Put all ingredients in a mixer. Mix on HIGH.
When butter is browned, pull tin out of oven. Let it cool for a minute (while the mixer still runs). Distribute the batter into each well. Immediately plunge the tin back into the oven, without delay— this helps it puff up.
Cooks for about 20 minutes. Serve immediately. Any leftovers are great the next day with jam.
Trifle pudding is another marvelous Brit foodstuff. These two food inventions, plus cheddar and stilton cheeses and rum, make up for the rest of their cuisine, IMHO.
“As a person of Scottish descent...”
I too have Scottish blood in my ancestry (my great-great g’ma was Scottish. I lived in N. Ireland three years and spent many a weekend in Scotland. I enjoyed fresh Loch Ness salmon and haggis where we stayed in Ft William on one visit. And you are correct about the cuisine there being different from the bland English cusine. Scots also generally consider themselves Scots, and not a part of England or what is English.
False Scot, Sold your King for a Groat.
lol Let me know what you think after you try it.
OTOH, 1,500 miles from the nearest coast, that might be awhile
Guess I shouldn’t wait for the dinner invitation to sample the pie. :)

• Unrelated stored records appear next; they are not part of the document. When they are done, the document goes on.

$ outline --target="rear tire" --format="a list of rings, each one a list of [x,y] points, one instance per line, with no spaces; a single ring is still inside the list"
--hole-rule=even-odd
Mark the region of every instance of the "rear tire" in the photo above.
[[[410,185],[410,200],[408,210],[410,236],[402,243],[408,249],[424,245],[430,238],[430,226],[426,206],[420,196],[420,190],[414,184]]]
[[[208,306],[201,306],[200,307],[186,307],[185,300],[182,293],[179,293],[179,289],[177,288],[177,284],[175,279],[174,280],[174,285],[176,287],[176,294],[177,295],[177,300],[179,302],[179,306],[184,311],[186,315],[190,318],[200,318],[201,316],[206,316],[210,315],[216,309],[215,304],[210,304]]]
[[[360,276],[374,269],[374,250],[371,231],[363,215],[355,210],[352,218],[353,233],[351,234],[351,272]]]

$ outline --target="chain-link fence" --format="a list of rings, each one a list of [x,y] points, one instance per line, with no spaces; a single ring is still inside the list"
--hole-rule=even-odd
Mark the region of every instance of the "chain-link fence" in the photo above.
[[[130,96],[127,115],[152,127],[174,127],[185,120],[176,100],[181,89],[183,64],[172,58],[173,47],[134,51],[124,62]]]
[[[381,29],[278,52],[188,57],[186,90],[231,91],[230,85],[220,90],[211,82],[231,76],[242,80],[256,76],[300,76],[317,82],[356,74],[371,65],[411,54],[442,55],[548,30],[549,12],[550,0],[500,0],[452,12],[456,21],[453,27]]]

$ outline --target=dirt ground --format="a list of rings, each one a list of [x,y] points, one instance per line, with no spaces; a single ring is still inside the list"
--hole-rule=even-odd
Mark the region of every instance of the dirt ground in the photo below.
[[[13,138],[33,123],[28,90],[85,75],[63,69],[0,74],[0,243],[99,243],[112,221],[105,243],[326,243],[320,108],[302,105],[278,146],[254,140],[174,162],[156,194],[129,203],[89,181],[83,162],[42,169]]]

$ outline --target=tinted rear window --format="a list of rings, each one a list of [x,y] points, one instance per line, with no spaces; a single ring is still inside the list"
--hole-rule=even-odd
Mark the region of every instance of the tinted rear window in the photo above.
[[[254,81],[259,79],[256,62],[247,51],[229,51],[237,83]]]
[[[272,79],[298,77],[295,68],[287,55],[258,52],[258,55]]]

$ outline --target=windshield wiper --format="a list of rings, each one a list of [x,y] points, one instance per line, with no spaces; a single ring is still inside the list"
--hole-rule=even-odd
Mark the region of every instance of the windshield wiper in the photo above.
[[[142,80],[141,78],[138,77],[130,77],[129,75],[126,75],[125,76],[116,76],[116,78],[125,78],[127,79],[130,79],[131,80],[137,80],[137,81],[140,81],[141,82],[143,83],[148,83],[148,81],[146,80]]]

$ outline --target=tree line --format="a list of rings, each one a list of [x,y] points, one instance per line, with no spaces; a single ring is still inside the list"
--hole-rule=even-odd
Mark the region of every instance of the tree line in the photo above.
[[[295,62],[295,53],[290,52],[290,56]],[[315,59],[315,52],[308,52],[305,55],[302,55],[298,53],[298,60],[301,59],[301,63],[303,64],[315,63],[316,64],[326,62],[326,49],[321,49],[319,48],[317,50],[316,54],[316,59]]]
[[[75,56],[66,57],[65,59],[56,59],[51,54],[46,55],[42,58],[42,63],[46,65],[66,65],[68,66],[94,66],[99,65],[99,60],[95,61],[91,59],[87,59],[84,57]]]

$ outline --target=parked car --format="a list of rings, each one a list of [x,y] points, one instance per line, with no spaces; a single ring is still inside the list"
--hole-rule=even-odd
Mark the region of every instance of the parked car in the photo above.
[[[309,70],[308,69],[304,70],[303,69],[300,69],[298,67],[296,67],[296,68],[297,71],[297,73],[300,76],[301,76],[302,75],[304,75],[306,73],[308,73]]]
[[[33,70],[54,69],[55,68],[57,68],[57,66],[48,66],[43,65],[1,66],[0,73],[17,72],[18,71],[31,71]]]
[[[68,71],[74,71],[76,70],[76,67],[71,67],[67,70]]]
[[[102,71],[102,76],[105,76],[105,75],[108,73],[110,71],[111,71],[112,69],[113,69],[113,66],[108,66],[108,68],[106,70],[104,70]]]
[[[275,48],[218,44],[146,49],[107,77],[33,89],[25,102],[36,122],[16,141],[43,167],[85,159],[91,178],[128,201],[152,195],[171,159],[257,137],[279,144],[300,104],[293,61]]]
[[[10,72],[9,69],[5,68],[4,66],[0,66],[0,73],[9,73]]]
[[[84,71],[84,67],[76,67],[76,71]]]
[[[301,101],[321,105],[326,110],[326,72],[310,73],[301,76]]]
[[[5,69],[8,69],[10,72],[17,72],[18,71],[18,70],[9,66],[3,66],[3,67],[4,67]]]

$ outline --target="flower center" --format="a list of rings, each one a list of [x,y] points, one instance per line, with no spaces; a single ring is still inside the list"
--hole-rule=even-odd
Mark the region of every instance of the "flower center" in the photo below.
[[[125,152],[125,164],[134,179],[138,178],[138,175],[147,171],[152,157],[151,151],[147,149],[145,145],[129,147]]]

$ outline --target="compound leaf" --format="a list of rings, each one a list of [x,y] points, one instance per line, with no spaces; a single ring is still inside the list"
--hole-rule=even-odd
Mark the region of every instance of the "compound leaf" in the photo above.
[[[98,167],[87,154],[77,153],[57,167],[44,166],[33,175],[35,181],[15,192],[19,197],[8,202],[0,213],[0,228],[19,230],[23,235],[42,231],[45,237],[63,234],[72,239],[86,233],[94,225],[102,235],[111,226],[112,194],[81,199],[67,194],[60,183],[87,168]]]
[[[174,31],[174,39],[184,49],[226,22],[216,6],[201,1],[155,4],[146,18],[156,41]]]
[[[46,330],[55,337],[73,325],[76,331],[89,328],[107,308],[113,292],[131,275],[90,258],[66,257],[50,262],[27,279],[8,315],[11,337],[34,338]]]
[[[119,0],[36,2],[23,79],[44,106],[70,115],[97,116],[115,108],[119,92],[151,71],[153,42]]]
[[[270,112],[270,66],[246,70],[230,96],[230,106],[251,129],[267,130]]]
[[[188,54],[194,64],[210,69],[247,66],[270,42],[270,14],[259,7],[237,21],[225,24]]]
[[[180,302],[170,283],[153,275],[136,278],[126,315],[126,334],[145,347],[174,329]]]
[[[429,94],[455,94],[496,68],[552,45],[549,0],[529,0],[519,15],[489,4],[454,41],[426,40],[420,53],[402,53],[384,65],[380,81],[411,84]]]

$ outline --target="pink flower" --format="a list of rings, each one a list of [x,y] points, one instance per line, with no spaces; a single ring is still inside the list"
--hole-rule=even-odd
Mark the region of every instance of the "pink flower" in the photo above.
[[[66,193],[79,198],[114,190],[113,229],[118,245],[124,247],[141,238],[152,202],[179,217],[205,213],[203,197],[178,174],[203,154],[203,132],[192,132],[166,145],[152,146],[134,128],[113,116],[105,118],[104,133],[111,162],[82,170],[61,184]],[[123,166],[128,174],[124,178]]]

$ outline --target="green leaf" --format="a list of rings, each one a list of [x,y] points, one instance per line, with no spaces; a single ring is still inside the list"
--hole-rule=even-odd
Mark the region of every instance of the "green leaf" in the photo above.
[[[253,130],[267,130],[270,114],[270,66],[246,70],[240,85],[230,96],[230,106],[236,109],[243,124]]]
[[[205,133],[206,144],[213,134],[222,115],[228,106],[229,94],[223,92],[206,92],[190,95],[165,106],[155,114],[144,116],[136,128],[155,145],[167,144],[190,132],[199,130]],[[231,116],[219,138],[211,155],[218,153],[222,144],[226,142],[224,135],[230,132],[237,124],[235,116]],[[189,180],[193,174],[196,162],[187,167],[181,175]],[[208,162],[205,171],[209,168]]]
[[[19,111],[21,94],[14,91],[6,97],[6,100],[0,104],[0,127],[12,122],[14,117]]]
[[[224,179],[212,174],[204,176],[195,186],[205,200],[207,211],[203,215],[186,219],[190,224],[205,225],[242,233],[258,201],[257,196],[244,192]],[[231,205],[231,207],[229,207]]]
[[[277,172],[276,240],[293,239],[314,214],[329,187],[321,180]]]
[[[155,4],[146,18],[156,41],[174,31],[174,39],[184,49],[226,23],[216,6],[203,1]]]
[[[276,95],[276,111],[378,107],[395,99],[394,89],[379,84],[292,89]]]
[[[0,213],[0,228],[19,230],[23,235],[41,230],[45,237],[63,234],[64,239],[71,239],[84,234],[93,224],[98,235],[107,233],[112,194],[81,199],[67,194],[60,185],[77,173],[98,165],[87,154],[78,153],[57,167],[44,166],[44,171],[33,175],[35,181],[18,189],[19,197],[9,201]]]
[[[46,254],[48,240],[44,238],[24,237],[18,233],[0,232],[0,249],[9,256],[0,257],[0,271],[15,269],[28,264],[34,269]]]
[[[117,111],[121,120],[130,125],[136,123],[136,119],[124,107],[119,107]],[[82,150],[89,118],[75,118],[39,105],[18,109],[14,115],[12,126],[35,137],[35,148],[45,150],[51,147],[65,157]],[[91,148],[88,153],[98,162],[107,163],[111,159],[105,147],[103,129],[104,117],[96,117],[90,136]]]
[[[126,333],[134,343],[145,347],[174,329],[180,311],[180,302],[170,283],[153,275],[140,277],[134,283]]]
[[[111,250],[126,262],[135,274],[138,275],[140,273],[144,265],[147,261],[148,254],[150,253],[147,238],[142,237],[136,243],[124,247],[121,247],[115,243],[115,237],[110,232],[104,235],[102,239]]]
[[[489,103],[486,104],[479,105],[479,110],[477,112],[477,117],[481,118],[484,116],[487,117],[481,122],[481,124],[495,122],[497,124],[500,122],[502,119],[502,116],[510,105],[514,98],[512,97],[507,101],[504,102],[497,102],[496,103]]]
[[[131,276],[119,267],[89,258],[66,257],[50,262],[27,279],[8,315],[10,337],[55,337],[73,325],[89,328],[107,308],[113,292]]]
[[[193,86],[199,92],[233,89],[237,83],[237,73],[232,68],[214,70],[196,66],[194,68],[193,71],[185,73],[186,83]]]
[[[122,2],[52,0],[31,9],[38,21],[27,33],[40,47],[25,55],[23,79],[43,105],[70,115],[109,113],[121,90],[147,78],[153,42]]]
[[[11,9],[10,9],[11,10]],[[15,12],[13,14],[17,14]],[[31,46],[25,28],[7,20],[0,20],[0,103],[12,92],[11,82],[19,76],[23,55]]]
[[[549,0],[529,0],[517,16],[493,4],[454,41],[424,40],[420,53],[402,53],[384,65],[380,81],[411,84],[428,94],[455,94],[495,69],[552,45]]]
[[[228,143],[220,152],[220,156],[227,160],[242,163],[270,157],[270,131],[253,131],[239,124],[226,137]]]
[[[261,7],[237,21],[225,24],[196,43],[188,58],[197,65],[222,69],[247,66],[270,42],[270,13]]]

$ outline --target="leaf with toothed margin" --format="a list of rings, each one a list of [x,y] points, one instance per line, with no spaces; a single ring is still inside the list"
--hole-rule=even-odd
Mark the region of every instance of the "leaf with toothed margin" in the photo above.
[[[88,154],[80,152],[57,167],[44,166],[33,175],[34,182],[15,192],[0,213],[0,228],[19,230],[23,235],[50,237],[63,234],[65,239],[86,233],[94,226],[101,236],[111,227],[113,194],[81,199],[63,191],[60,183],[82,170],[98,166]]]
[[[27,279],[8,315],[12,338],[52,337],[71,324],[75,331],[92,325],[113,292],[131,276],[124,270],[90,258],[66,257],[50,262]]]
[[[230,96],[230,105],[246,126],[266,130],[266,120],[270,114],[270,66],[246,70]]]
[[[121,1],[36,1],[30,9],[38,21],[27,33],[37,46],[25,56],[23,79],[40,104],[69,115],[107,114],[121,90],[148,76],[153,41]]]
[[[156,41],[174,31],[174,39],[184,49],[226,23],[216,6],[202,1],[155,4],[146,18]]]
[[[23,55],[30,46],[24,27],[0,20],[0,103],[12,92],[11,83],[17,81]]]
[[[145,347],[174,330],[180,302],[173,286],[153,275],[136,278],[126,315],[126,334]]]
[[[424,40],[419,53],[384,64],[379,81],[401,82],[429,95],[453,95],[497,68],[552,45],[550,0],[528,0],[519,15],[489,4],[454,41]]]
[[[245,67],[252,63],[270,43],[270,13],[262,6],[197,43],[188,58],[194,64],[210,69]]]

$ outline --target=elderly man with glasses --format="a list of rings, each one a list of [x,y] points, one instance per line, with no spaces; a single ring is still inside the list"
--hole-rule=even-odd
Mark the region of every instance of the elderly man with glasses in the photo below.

Yorkshire pudding ... hey, thanks for the recipe. But how do I mix in the beef drippings?
Dittos about Cheddar cheese. And British beef cattle also yield taste-bud treats.
Credit where credit is due. Ode to a Haggis by Robert Burns. One of my cousins sent me two small tins (they were red tartan) with haggis inside. I kinda’ like haggis but even I wouldn’t eat it out of a tin. I gave one to my Dentist who gives it pride of place on his desk as a paper weight.